Yes, you’re right! It works correctly:

$ srun -N 2 -n 2 -p regular julia/usr/bin/julia -e 'println("Hello, world")'
Hello, world
Hello, world

However, I do not understand how parallel code is supposed to work. Consider this output:

$ srun -N 2 -n 2 -p regular julia/usr/bin/julia -e 'println(nprocs())'
1
1

I would have expected this output, instead:

$ srun -N 2 -n 2 -p regular julia/usr/bin/julia -e 'println(nprocs())'
2

If I understand well, the command srun is spawning two instances of julia: this is the reason why I am getting two lines saying 1 instead of one line saying 2: is this correct?. Is there a way to make the two julia instances work together when using Julia’s parallel constructs like @everywhere?

Thanks a lot for your help, Jared, I’m amazed you had time to answer me on January, 1st!
Maurizio.


#6

Blockquote
this is the reason why I am getting two lines saying 1 instead of one line saying 2

Yes, exactly.

Blockquote
Is there a way to make the two julia instances work together when using Julia’s parallel constructs like @everywhere?

I use MPI for everything these days, so I don’t have any recent experience with this.

There is a MPIManager construct in the MPI.jl package that attempts to connect Julia’s parallel constructs with MPI. I haven’t used it, so I don’t how well it works.

Something I tried a few years ago was to allocate a job with sbatch and use julia’s --machinefile option to launch julia processes on that allocation.

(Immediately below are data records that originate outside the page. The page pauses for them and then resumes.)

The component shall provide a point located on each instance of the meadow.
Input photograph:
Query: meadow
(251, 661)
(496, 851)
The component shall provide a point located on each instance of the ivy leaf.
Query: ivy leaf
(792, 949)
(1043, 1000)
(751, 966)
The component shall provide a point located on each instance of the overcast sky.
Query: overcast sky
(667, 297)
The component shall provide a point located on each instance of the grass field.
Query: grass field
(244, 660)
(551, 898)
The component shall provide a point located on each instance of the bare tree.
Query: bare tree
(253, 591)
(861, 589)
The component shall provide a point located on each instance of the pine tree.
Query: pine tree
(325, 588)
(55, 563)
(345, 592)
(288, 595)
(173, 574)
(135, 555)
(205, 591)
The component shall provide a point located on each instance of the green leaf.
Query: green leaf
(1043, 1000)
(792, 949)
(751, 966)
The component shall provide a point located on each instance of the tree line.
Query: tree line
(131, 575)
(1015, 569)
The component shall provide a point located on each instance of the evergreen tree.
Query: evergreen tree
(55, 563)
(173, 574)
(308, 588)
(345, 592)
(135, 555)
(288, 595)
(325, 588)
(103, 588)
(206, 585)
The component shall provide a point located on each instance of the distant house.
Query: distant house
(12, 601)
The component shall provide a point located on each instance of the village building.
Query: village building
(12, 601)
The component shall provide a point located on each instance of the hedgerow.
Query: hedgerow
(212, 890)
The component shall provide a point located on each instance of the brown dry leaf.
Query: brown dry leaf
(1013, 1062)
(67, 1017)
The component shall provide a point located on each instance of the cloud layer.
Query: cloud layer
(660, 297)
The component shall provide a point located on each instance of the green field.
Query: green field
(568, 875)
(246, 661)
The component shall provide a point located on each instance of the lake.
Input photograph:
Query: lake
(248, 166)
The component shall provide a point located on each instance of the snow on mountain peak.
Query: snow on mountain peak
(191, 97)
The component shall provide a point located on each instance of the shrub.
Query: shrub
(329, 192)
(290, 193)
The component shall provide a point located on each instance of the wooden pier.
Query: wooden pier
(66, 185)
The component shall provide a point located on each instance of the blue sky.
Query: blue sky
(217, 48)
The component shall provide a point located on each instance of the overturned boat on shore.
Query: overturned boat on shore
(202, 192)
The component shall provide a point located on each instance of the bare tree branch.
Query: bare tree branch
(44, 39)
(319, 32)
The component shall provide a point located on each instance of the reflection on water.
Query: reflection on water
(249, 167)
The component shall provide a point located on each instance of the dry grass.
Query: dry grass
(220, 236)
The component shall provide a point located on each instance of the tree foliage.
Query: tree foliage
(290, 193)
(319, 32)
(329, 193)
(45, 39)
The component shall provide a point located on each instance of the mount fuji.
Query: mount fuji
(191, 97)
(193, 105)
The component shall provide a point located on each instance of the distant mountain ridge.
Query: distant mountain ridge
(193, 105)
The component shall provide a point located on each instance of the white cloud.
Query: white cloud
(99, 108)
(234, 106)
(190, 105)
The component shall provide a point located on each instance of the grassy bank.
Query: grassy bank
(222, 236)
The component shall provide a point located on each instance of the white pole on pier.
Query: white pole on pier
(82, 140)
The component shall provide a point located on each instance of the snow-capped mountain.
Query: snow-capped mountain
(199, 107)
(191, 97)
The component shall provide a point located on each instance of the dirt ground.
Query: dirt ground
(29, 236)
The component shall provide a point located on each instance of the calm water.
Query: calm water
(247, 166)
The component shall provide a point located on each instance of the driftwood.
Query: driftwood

From my recollection, the script looked something like:

# slurm_job.sh
nodes=16
tasks=256

srun -N $ndoes -n $tasks hostname > hosts.$SLURM_JOB_ID
julia --machinefile hosts.$SLURM_JOB_ID ./main.jl

and it would be launched with sbatch -N 16 -n 256 -p regular slurm_jobs.sh.

One thing I observed at the time was that there was a lot of overhead with parallel communication. I haven’t tested more recent version of julia so I don’t know if that has improved (this is what motivated me to use MPI directly).


#7

Hi,

First of all, thanks to Jared for his help. The reason why I was interested in setting up Julia was specifically to compare a traditional MPI-based approach with the parallel constructs provided by the language. (You mentioned you already compared them and found that MPI was more efficient, but if I understand well, you did this test with a quite old version of Julia, didn’t you?)

After a lot of struggle, I managed to get everything working. I am posting my solution here, in the hope that it will be useful to somebody else.

I created a file .ssh/environment in each node, where I manually set LD_LIBRARY_PATH:

LD_LIBRARY_PATH=/opt/gcc/7.2.0/lib64:$LD_LIBRARY_PATH

File .ssh/environment is supposed to be read by ssh whenever a new connection to that computer is created. Unfortunately, the default settings for ssh prevent loading this file (PermitUserEnvironment is set to no), so I had to change the configuration file for sshd (CentOS 6 keeps it in /etc/ssh/sshd_config) on every node and then manually reload sshd with kill -HUP $(pidof sshd). After having done this, logging to one node and running julia --machinefile FILENAME, constructs like @parallel work without problems.

This solution is quite hackish (specifically, it forces LD_LIBRARY_PATH to use GCC 7.2.0 libraries even if the user has not loaded the module with module load gcc/7.2.0), but I cannot see a simpler solution here.

Thanks again to Jared for his help!

Maurizio.


#8

If you are using SLURM take a look at ClusterManagers.jl which has integration with SLURM


#9

Thank you very much for doing this, it is very important to build community knowledge.

That’s correct. I think it was v0.3. I’d be curious to see the results of your experiments if you don’t mind posting them.